The judiciary contemplated taking “the nuclear option” and suing the government over cuts to judges’ pay during the financial crisis, it has emerged.
The move, which would have created a public stand-off between the executive and the judiciary, went as far as legal advice being sought in 2013 from a prominent barrister.
The judges were told they had a "strong case" and many believed they would win, according to a new book on the Supreme Court by former legal affairs correspondent with The Irish Times, Ruadhán Mac Cormaic.
The Association of Judges in Ireland, which was set up in response to the pay crisis, heard arguments from both sides as to whether the case should be taken. “People were very, very nervous about it. Others were not. Others said: bring it on,” according to a source quoted in the book. The judiciary was aware that “by suing the State the scene would be set for a sensational public stand-off between two arms of government”, the book says.
In the event, the executive committee of the judges’ association decided to negotiate with ministers, and ultimately won a pledge that the differential between what new and already-appointed judges were being paid, would be phased out with the passage of time.
Some judges, dismayed by the association’s decision not to take the case, threatened to take it themselves, but never did. During the tense dispute between the government and the judiciary, which lasted from 2009 to 2013, senior politicians were struck by how bad the judges were at lobbying, according to the book.

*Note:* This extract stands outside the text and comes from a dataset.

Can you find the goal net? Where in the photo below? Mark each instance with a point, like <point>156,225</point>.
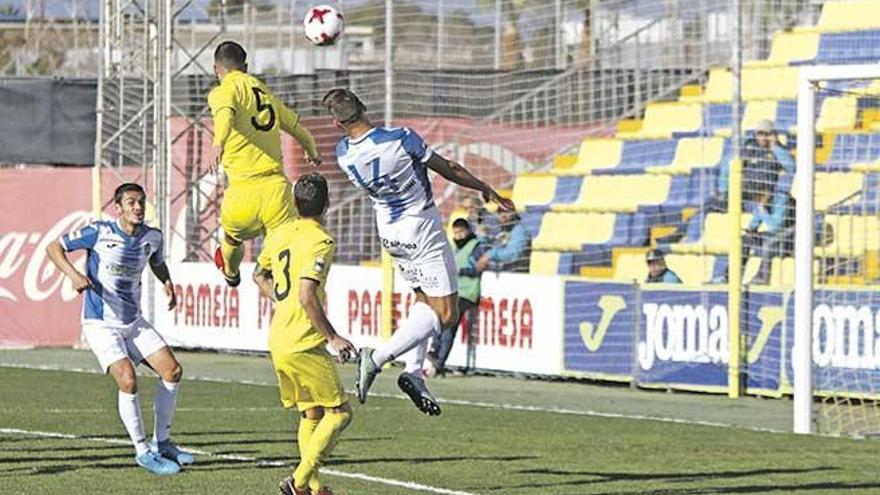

It also says that at a summer meeting of judges in Farmleigh, beside Dublin’s Phoenix Park, the judges of the High and Supreme Courts were divided over whether they should issue a public statement but in the end decided not to. At a later tense meeting of Supreme Court judges in the Four Courts “several shouted at each other across the conference table”.
The then chief justice, Mr Justice John Murray, and the frontrunner to replace him, Ms Justice Susan Denham, were against issuing a statement but Mr Justice Hardiman and others wanted to. The meeting was, according to the book, "one of the most difficult anyone could remember".